On ne se plaindra évidemment pas de la prolifération des livres ; ils témoignent de l’indéniable santé de la littérature, disons d’une forme de santé et d’une forme de littérature. Cette richesse n’est toutefois pas sans effet sur celle des auteurs : le revenu qu’ils tirent de leurs livres les nourrit si mal qu’ils sont amenés à chercher ailleurs un complément. Ils s’organisent, monnaient leurs apparitions, multiplient les lectures, séduisent, signent dans des librairies, gesticulent sur les réseaux sociaux, rivalisent de trouvailles et de coups publicitaires.
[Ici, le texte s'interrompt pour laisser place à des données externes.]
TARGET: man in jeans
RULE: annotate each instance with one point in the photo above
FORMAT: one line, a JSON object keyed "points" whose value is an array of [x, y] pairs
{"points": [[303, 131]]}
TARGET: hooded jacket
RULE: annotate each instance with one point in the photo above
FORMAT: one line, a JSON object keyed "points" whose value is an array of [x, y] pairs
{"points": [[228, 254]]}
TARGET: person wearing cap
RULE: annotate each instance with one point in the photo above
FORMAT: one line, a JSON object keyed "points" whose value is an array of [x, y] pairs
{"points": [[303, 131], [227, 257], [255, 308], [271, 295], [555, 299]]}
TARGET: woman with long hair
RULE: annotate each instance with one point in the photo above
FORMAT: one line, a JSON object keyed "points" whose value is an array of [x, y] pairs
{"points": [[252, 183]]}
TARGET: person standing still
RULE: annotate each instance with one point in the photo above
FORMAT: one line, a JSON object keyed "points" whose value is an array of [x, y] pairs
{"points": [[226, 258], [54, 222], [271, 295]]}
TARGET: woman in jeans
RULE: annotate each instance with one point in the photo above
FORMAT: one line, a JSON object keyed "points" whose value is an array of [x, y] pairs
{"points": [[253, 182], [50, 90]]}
Les médias font ce qu’ils peuvent pour commenter et relayer leur travail.

On s’est vu, Evelyne Thomet et moi, pour la première fois, je crois, à la Sauge ; c’était en octobre de l’année dernière, puis à Estavayer-le-Lac et à Morat. Evelyne a lu NOVEMBRE en décembre. Nos routes se sont à nouveau croisées en mars dernier, à Ins, à l’occasion d’une rencontre d’agriculteurs, d’ingénieurs, de cimentiers, de paysagistes, de pédologues et de politiques qui s’étaient donné rendez-vous pour évoquer les problèmes liés à l’utilisation des sols du Grand Marais. Evelyne est la présidente de DSP, une PME active dans le secteur des semences, qui fait le lien entre la sélection et la multiplication des semences. Elle m’a expliqué au moment de l’apéritif que DSP fêtait en juillet les 25 ans de son existence ; elle m’a proposé alors de participer à cette fête en écrivant quelques mots, quelque chose qui aurait les dimensions d’un chapitre de NOVEMBRE. Elle a ajouté pour me convaincre que j’aurais, si j’acceptais, une entière liberté et que les portes du château me seraient ouvertes. C’est fait, trois mois ont passé, je lui ai envoyé début juin une dizaine de photos et un peu plu de 40 000 signes. Rendez-vous à Delley est là, tout frais sorti de chez le graphiste et l’imprimeur avec lesquels travaille cette PME. C’est un supplément au chapitre VI de novembre. J’y évoque Jean-Loup Trassard et Dormance, Gustave Roud et son Journal, Mendel et ses lois, Darwin et Caillois, une grande famille patricienne du canton de Fribourg ; mais aussi les Révolutions française et helvétique, la division du travail, l’efficacité et l’espèce de tristesse qui en est née ; le Musée romain de Vallon et la multiplication des pains de l’église de Ressudens, les moulins Bossy et l’Oxford Pub de Corcelles. Mais aussi et surtout une poignée de grains qui nous vient de la nuit des temps, que l’homme relance depuis et dans lesquels il joue sa vie et ses rêves.

Combien j’ai touché pour le taf ? Dix sous de l’heure, moins que les paysans et les employés de commune. C’est naturellement peu, trop peu. Mais la liberté gagnée restera ce cache-misère aussi longtemps que l’écriture – et la littérature avec elle – dédaignera ces territoires triviaux dans lesquels nous vivons. Cette expérience me fait espérer aujourd’hui que les entreprises ont elles-aussi quelque chose à gagner en laissant librement parler d’elles. Si la littérature, comme je le crois, se nourrit du monde tel qu’il va, elle a aussi pour tâche de regarder au delà de ce qui est, c’est-à dire d’élargir le regard en direction de ce que d’emblée on ne voit pas, et qui soudain remue, interroge, enchante. Si vous êtes intéressé et m’envoyez votre adresse, je vous ferai volontiers parvenir ce texte qui, au vu des circonstances, constitue un exemple, modeste certes, d’une autre manière d’inscrire – écologiquement – l’écriture dans la marche du temps.